20 kilomètres à pied, ça use...
Les sections de The Getaway se déroulant à pied se distinguent, elles aussi, par une absence totale d'affichage à l'écran : pas de barre de santé, ni de radar ou d'inventaire d'armes. Si Hammond se fait tirer dessus (ce qui arrive souvent dans la mesure où c'est l'homme le plus recherché de tout Londres), les dégâts qu'il a subis sont représentés par une tâche de sang très gore dont la taille augmente si la blessure s'aggrave. De plus, à chaque fois qu'un ennemi lui tire dessus, Hammond perd progressivement l'usage de ses capacités. Il commence par boiter légèrement, mais au bout d'un moment il avance en titubant aussi vite qu'un escargot asthmatique. De même qu'une voiture ne fonctionne plus normalement après une collision frontale à 130 km/h, les personnages jouables ne peuvent pas survivre à des dizaines de coups de feu. Vous essuierez souvent des tirs ennemis et vous mourrez probablement souvent. Mais les choses ne sont pas si difficiles qu'on pourrait le croire, car si vous mourez au milieu d'un niveau, vous reprendrez la partie au début de la section correspondante et non pas au début du niveau.
The Getaway utilise un système de visée automatique intuitif : il vous suffit d'appuyer sur la touche R1. Si un ennemi se trouve dans les parages, Hammond ou Carter pointera automatiquement son arme sur lui. La touche R2 permet, quant à elle, de viser manuellement, ce qui est très utile lorsque vous devez faire exploser des tonneaux ou éliminer plusieurs adversaires. Grâce à la visée automatique, vous pouvez vous déplacer tout en vidant des chargeurs entiers sur des gangsters et sur des policiers. Si votre personnage est blessé et n'avance plus qu'en boitant, sa main tremble, ce qui nuit à la précision de la visée automatique. Là encore, le réalisme est de mise. Mais n'allez pas vous imaginer que le jeu est un véritable bain de sang. En effet, vous ne pourrez verrouiller que les ennemis qui représentent un danger imminent. Libre à vous, si vous le souhaitez, d'abattre des passants innocents ou bien des drogués et des prostituées, mais pour ce faire, vous devrez utiliser la visée manuelle.
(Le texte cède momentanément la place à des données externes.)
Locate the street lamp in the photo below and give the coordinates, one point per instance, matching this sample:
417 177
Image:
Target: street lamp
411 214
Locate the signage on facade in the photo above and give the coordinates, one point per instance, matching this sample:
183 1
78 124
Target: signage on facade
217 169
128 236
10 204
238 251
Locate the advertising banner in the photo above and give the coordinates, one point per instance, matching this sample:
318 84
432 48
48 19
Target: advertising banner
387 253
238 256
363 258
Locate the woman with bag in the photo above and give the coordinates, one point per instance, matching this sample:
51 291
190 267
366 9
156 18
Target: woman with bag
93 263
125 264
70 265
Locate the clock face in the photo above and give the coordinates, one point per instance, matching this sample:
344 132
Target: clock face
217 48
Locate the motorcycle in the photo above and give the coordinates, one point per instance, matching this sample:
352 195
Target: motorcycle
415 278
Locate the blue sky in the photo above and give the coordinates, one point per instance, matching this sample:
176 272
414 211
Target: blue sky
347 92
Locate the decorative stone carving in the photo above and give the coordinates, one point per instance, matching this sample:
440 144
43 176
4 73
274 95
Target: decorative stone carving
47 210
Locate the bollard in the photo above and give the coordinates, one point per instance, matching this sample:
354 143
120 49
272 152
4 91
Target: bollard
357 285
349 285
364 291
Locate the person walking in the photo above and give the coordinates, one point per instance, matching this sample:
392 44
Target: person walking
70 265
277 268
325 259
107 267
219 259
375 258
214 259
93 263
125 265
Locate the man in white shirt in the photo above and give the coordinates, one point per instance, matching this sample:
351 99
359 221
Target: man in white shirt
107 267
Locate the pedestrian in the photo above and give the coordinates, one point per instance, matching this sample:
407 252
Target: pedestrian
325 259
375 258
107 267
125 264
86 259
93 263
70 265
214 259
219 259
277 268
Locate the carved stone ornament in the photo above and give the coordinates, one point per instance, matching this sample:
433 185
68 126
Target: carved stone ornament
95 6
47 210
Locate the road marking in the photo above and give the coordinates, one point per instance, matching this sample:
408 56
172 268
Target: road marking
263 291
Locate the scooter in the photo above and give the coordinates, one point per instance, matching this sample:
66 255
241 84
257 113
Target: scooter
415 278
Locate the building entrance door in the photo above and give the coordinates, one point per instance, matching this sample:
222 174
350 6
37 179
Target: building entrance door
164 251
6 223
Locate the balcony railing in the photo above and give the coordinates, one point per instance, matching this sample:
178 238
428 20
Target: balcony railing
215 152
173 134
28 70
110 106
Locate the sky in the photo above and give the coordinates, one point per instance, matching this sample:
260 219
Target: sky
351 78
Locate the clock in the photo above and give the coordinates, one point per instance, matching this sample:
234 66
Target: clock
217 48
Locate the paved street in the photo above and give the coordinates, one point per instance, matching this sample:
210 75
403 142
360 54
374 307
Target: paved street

Dans la mesure où vous pourrez souvent faire appel à la visée automatique, votre progression dépendra largement de votre capacité à exécuter les nombreuses techniques et manoeuvres d'esquive de Hammond et Carter. Les deux hommes sont capables de faire des roulades, de se placer à l'abri derrière un objet et de se plaquer contre un mur (à la Solid Snake). Lorsque vous vous mettez à couvert, vous pouvez vous pencher de l'autre côté du mur et tirer en utilisant la visée automatique ou manuelle. Si vous avez été touché par un tir ennemi, vous pouvez même tirer à l'aveuglette tout en restant à l'abri derrière votre cachette. Cette fonction s'avère très utile quand vous voyez votre ennemi mais que Hammond ou Carter ne le voit pas depuis l'endroit où il se trouve. Une fois que vous aurez maîtrisé les techniques des personnages, vous sentirez une fierté bien légitime vous envahir en vous penchant, caché derrière un mur, puis en abattant un ennemi après avoir franchi une porte d'une roulade et en vous arrêtant derrière un tonneau. Ce type de manoeuvre est vraiment très impressionnant. Mais l'intérêt de ces techniques est loin d'être purement esthétique. Elles vous seront en effet très utiles dans les situations où une approche directe se solderait par une mort certaine. Si vous vous retrouvez face à trois adversaires armés dans The Getaway, je doute que vous puissiez survivre.
Si vous êtes assez près d'un ennemi, vous pouvez lui asséner un coup avec la crosse de votre pistolet, ce qui a en général pour effet de l'assommer d'un coup. La prise d'otage est une autre technique très efficace. Elle consiste à saisir un ennemi (gangster ou policier) et à vous déplacer en gardant une arme pointée sur sa tête. Si vous maintenez l'otage entre vous et vos ennemis, ces derniers ne vous tireront pas dessus. Par contre, s'ils peuvent vous tirer dans le dos sans compromettre la vie de votre captif, ils ne se feront pas prier. Ils ne sont pas bêtes...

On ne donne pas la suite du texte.